O elo que une ambos os fatores é a China. As montadoras chinesas estão tirando participação de mercado das empresas europeias dentro da China… e agora também dentro da própria Europa. O retrocesso no mercado chinês é tão acentuado que talvez seja irreversível: em menos de 4 anos, a participação das marcas estrangeiras no mercado automobilístico chinês caiu de 63% para 37%. A maior fatia era da Volkswagen, que foi de 19% para 14%, e estima-se que caia para um dígito até 2030, segundo o banco suíço UBS. Para Mercedes e BMW, a China representa, respectivamente, 37% e 48% dos seus lucros. A Stellantis praticamente deixou de operar na China, mas sente os efeitos da concorrência chinesa na América do Sul e no Oriente Médio. Se somarmos a isso o impacto potencial das tarifas que Trump pode impor, não é surpresa que os sindicatos europeus estejam em alerta, especialmente na Alemanha (onde a VW pode fechar fábricas pela primeira vez), na Itália e na França.

As duas grandes diferenças entre as empresas listadas nas bolsas dos EUA e da Europa são: o tamanho absoluto e o preço relativo. Todo o índice STOXX 600, que reúne essas 600 grandes empresas europeias, não chega a um terço do valor de mercado das sete grandes empresas de tecnologia dos EUA. E o preço das ações das companhias do índice S&P 500 dos EUA equivale a 23 vezes os lucros esperados (price/earnings ratio), contra 14 vezes das empresas europeias.
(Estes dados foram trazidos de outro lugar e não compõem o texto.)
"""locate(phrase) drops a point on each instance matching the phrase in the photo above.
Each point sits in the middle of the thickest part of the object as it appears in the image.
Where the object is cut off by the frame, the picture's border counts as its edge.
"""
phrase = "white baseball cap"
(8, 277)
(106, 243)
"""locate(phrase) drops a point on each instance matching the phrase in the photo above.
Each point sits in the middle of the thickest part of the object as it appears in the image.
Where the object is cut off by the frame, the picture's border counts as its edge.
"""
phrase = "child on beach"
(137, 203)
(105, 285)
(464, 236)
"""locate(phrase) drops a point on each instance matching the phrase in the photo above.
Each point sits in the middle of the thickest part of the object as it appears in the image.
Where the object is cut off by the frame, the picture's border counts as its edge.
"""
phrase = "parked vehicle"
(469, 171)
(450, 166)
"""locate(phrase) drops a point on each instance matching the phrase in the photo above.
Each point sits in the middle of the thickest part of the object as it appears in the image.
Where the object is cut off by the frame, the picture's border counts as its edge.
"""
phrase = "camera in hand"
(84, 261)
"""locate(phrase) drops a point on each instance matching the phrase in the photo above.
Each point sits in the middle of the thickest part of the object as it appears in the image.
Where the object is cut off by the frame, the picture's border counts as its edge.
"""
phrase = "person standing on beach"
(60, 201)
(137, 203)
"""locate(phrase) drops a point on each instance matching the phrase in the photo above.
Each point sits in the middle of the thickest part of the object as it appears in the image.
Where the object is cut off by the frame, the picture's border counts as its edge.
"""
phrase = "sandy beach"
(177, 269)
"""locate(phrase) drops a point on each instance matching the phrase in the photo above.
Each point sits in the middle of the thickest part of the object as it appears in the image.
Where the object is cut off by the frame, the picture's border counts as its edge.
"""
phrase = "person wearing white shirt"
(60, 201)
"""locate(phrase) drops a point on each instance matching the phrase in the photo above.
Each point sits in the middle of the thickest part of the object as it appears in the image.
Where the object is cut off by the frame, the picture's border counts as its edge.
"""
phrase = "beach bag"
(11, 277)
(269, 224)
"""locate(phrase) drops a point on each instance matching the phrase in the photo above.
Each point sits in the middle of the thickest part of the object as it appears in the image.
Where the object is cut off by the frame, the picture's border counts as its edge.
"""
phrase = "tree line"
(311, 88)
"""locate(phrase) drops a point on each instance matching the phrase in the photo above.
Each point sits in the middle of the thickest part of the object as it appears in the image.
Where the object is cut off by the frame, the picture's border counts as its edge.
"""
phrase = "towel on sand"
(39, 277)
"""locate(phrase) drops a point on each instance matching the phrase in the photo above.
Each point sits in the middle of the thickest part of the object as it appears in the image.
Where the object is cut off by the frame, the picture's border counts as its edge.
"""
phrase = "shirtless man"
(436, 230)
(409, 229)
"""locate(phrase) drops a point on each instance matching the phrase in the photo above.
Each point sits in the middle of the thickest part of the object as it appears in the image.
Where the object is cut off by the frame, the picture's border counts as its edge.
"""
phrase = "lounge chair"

As empresas europeias que, senão em escala, ao menos em dinamismo e valorização recente, estão no mesmo nível de suas contrapartes americanas, são realmente poucas: alguns laboratórios farmacêuticos, marcas de luxo extremo e pouco mais que isso. Na área de tecnologia digital, apenas a holandesa ASML tem relevância global. Curiosamente, é entre as empresas médias (as que vêm depois das mil maiores) que as companhias europeias mostram-se mais competitivas, superando até as dos EUA. Mas a era Trump, por um lado, e o fraco desempenho da economia europeia como um todo, por outro, fazem com que isso seja menos uma vantagem real e mais um salvavidas para alguns diante das emergências que estão por vir.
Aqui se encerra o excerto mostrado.